沈鱼这个家长也只好做个糊涂家翁,装没看见。
众人吃罢,沈鱼又送上消食汤,消食汤是用山楂,山药,雪梨加了红枣冰糖煮出来的,酸酸甜甜,解渴健脾。
众武侯汤足饭饱,三三两两结伴离开。小杨吃完了不算还要外带一碗,拎着食盒与沈鱼道别,“沈掌柜,这食盒明日送还啊……”临走前不忘付了白日里那碗鲫鱼汤面的钱。
沈鱼笑而不语,领导请客,便逮着使劲薅羊毛吗?
“下属无状,望沈娘子不要见怪。
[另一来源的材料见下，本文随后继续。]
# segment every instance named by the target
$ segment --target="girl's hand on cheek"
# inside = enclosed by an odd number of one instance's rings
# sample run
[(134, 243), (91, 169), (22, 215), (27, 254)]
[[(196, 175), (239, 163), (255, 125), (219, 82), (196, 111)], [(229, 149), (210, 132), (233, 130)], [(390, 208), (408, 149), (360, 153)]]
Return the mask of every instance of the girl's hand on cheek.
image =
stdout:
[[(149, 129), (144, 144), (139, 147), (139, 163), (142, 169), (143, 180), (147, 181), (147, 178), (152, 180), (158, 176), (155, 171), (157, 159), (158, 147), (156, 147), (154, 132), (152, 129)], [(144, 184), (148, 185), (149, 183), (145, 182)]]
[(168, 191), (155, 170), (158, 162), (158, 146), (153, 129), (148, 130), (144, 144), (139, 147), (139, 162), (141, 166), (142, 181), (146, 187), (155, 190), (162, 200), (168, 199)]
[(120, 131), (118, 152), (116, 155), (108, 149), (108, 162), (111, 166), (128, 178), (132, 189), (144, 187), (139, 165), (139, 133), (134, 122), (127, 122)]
”江砚白温言浅笑。
沈鱼坐下来,笑道,“江少卿又不会少我银钱,怕什么?”
江砚白吃东西向来赏心悦目,带着点文人的斯文,兼有武人的潇洒。他放下竹筷,从钱袋中挑出了一锭五两重的银子。
“这……太多了。”虽然炒饭确实好吃,她也不能黑心至此呀。
江砚白偏头望她,眸带笑意,“还有谢礼。多谢沈娘子出言相劝。”
“不过举手之劳。”沈鱼笑眯眯地将银子收入袖中,虽说帮朋友的忙提钱太过见外,她掂了掂袖里沉甸甸的银块,觉得有时见外一些也是不错的。
怎料江砚白下一句话,让沈鱼的笑瞬间僵在脸上,他道,“沈娘子言语间似对这世道有怨?”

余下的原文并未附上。